The St. Louis Cardinals and Chicago Cubs are among baseball's most storied rivals. Now the newspapers in their cities are facing off on a key issue: debit interchange.
"Federal lawmakers need to accept that the Durbin amendment will do little for consumers, apart from forcing banks to invent annoying new fees. The only thing better than delaying this government effort to micro-manage the business world would be repealing it altogether," The Chicago Tribune wrote in an editorial on Friday.
By contrast, the St. Louis Post-Dispatch wrote last Thursday that banks are being disingenuous in making their argument that the amendment would hurt small financial institutions.
Recommended For You
"Banks, of course, cannot argue with a straight face that a bill that reduces their allowed transaction profit from 1,100 percent to 300 percent, as Durbin's legislation does, would send them to the poor house. They're arguing instead that allowing more competition in the swipe-fee industry somehow would damage smaller banks. Yes, big bankers are arguing against competition, suggesting that Wall Street reform somehow impedes the free market. Wrap your mind around that one," the St. Louis Post-Dispatch wrote in an editorial.
Both editorials injected humor to make their case. "Who do these big banks think they are? Airlines? They provide a service and instead of leaving it at that, they go out of their way to make a profit too," the Tribune wrote.
"Like Swiper, the sneaky fox in the children's television show 'Dora the Explorer,' the big banks want to operate without repercussions," the Post-Dispatch wrote.
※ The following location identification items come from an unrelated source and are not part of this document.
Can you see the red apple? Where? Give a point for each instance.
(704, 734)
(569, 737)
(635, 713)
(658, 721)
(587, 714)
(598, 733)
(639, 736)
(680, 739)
The two newspapers are the largest ones in Illinois and Missouri and the St. Louis paper has a large circulation in southern Illinois.
According to the proposed rule, the allowable costs for interchange would be limited to no more than the issuer's allowable costs divided by the number of electronic debit transactions on which the issuer received or charged an interchange transaction fee in the calendar year. Or the issuer could receive debit interchange capped at 12 cents per transaction.
According to the provisions of the financial overhaul bill passed by Congress last year, the final rule must be approved by April 21 and in effect by July 21. Bills have been introduced in the House and Senate to delay the implementation of the proposed rule, which was mandated by an amendment sponsored by Senate Majority Whip Richard Durbin (D-Ill.) to last year's financial overhaul bill.